Major Police Departments Increase Budgets Amid Rise in Crime

By Cara Ding
Cara Ding
Cara Ding
Cara is a Chicago-based Epoch Times reporter. She can be reached at cara.ding@epochtimes.com.
October 26, 2021 Updated: October 27, 2021

After slashing police budgets last year under intense pressure from activists, mayors of the country’s three largest cities have decided to increase funding this year, in the face of a nationwide jump in crime.

Chicago, which has the nation’s second-largest police department, is poised to pass its 2022 budget on Oct. 27. The spending plan boosts law enforcement funding by $200 million over last year’s $1.7 billion, and much of the increase will cover police salaries.

New York passed its 2022 budget in June, increasing funding for the nation’s largest police force by $200 million. Los Angeles, which has the nation’s third-largest force, raised its police budget by $50 million.

The police budget increases in these cities have largely been made possible by the historic influx of federal money under the Biden administration’s American Rescue Plan.

Last week, Chicago Mayor Lori Lightfoot drew the line at defunding the police at a time when shootings and homicides in the city were at the highest level in more than a decade.

“[Our residents] want more police—not less police. We are not a city—and will never be a city—that bows to those arguing for defunding,” Lightfoot said.

Since the death of George Floyd in May 2020, activist organizations—such as the Chicago chapter of the Democratic Socialists of America and the Black Abolitionist Network—have pushed to defund the Chicago Police Department and redirect the money to educational and social programs, with a stated end goal of abolishing the police.

Under pressure from the activists and out of a need to balance the city’s books, Lightfoot last year cut police funding by 3.6 percent, eliminating 614 police jobs and shifting $1.3 million to a mental health response program.

New York also cut its police budget by $1 billion last year, largely through police overtime reduction. That $1 billion number was specifically asked for by New York activist organizations—such as Brooklyn Movement Center and Communities United for Police Reform coalition. Last June, they orchestrated the around-the-clock “Occupy City Hall” protests to pressure the city to bow to their demands.

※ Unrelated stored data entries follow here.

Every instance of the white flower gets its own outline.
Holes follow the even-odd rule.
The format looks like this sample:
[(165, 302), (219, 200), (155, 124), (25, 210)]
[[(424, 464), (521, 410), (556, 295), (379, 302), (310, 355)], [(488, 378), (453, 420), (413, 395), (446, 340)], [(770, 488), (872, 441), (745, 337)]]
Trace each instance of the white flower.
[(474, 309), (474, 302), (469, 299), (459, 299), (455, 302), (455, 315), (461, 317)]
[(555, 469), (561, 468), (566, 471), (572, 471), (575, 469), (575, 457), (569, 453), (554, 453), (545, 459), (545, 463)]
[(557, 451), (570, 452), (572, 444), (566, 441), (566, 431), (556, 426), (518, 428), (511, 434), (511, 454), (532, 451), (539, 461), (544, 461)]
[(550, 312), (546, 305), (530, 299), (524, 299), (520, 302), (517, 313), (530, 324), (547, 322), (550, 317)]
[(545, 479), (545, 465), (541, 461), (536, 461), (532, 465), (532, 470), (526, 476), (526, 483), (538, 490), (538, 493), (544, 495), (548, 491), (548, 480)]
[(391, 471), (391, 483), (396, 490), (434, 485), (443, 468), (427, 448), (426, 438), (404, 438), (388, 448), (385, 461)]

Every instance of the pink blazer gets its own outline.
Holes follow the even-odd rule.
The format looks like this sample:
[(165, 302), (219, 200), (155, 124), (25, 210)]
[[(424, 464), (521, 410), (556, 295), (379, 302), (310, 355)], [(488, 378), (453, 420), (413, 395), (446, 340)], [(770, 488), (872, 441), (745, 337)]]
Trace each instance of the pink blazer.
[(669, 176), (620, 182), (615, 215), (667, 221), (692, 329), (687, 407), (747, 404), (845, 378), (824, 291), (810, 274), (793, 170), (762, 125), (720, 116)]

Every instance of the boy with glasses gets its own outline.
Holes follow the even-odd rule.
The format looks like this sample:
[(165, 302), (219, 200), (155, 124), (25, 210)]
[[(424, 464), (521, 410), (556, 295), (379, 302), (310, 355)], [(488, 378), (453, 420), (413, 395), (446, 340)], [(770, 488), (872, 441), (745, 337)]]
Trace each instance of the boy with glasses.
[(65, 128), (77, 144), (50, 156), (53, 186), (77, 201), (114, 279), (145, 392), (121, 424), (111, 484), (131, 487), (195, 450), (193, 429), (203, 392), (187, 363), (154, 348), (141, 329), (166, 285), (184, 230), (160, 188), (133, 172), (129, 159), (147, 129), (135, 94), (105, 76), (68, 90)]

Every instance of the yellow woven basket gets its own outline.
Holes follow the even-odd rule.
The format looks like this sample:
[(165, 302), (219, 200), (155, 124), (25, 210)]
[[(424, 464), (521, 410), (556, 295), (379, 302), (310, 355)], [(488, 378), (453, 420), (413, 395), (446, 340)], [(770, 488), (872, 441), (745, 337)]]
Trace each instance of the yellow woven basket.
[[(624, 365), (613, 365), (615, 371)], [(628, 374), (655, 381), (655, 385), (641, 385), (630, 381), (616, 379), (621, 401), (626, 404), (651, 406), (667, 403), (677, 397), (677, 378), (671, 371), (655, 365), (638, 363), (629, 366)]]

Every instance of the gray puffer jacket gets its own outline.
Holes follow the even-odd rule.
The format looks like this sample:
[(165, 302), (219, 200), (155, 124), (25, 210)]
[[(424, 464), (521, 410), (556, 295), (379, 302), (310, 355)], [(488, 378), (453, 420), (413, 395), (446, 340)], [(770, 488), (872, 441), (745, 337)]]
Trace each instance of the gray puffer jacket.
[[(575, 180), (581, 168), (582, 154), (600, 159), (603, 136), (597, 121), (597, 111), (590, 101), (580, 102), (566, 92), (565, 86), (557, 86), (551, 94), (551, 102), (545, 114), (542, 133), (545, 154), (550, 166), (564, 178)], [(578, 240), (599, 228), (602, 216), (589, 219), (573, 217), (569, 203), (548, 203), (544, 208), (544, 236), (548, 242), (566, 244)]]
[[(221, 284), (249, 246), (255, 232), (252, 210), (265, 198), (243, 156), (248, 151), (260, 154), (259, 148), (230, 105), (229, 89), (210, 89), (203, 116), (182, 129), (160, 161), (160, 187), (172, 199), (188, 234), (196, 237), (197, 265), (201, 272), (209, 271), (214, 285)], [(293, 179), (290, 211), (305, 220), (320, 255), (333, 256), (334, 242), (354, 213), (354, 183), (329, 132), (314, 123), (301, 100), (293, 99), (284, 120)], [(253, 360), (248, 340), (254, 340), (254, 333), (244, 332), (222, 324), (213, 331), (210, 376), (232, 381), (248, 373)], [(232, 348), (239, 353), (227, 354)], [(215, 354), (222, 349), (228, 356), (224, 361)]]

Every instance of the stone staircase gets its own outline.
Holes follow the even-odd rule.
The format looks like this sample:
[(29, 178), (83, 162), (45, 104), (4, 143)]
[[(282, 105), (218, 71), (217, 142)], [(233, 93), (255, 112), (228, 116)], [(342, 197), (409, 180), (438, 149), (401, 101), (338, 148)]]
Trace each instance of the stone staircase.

However, New York failed to deliver the reduction in the end, because its police force logged 77 percent more overtime than budgeted, according to the New York-based Citizens Budget Commission. Officers had to work overtime to cope with the massive protests and social unrest.

This year, Mayor Bill de Blasio has said he needed to be realistic about police funding and proposed an increase of $200 million, a large part of which goes to cover overtime payments.

Unlike Chicago or Los Angeles, NYC has seen a steady decrease in shootings and murders since last summer, according to New York Police Department data.

In Los Angeles, shootings jumped by 24 percent and homicides by 15 percent from last year. Mayor Eric Garcetti responded with 3 percent more funding for law enforcement this year to hire more officers and drive down crime.

Last year, LA cut its police budget by $150 million—through overtime reduction—and redirected the money into social services in low-income communities. But, as happened in New York, the LA force ended up logging $47 million more in overtime than budgeted, according to the Los Angeles Times.

Other major metropolitan police departments also saw budget increases for 2022. Philadelphia, which employs the nation’s fourth-largest police department, approved a $14 million increase to equip all of its officers with tasers over the next five years. In Houston, the city approved an additional $30 million for the nation’s fifth-largest police force.